Using the live image on the HP Mini, an iPhone 6 and 4s (IOS 9.x and 7.x) and Nikon D800 (MTP) were all auto recognised and presented on the desktop, as well as full support for the HP Mini 210-3025sa hardware, such as the inbuilt SD/SDHC/SDxC card reader and the networking options of wireless/ethernet. Further more and surprisingly all of the 'hotkeys' (brightness and volume up/down, mute, wifi on/off) functioned as expected straight out of the box. Great news.

So following a trouble free Fedora 23 installation onto the netbook, the HP Mini booted in a respectable ~55 seconds. The base installation left about 220GB storage available. This should be enough although replacing the disk with something like a 1Tb Toshiba MQ01abd100 2.5" 9.5mm drive for ~ 40GBP is also a future option.

Finally, to configure the additional services for easier access and retrieval of media: Samba, NFS and (anonymous) ftp. These options were going to allow means to get files off the netbook onto my Windows desktop for CNX2. Ftp was installed as in previous testing, it was somewhat faster than using the drag and drop Samba mount - with only a 100Mbps ethernet (the 802.11b/g/n could give you a theoretical 600Mbps but I doubt it in a busy home network), I'll take all the speed I can get.

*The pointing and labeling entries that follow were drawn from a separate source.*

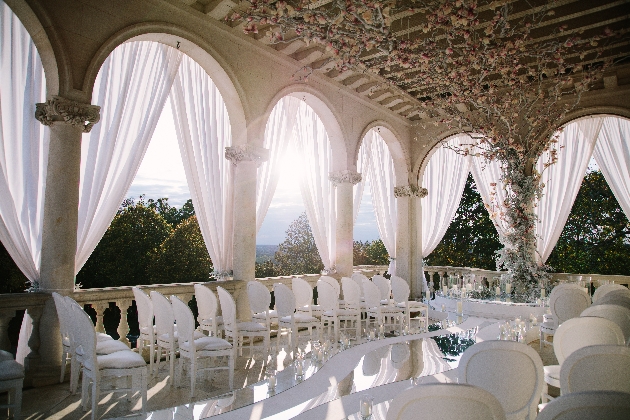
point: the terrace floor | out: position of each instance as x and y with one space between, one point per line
56 401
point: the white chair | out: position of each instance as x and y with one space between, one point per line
565 302
290 319
445 402
259 303
165 332
400 294
617 314
207 306
237 331
592 405
335 284
145 324
604 289
333 315
382 314
596 368
384 287
614 299
511 371
304 297
198 348
575 334
11 380
124 363
105 344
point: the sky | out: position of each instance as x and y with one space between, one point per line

Overall, the impressions of the HP Mini 210-3025sa running Linux aren't bad - all the things that used to be a pain with Linux (various device/phone/camera support, as well as standard laptop functionality such as hibernation etc) have disappeared: there are even applications (like Darktable - a Lightroom-esque tool) that surprise me even further. The HP Mini does still suffer from the performance issues that essentially killed the netbook genre: using light web browsing is fine although some websites do push the machine to 100%, using gimp is slow but not painful. When comparing the HP Mini against a (heavy and largish) IBM T42 Pentium M 1.6Ghz single core with 1Gb RAM that was running an old Fedora installation, it was the much older IBM T42 that was snappier to use in general (web browsing and using multiple tasks). I would expect that as a storage manager, copying files from SD cards/over USB and then serving these files back out via Samba or FTP, these two machines would be probably the same.

In conclusion, using the HP Mini netbook as a storage manager for photos and media whilst traveling seems to fit this netbook well, especially for the price/weight/size ratio.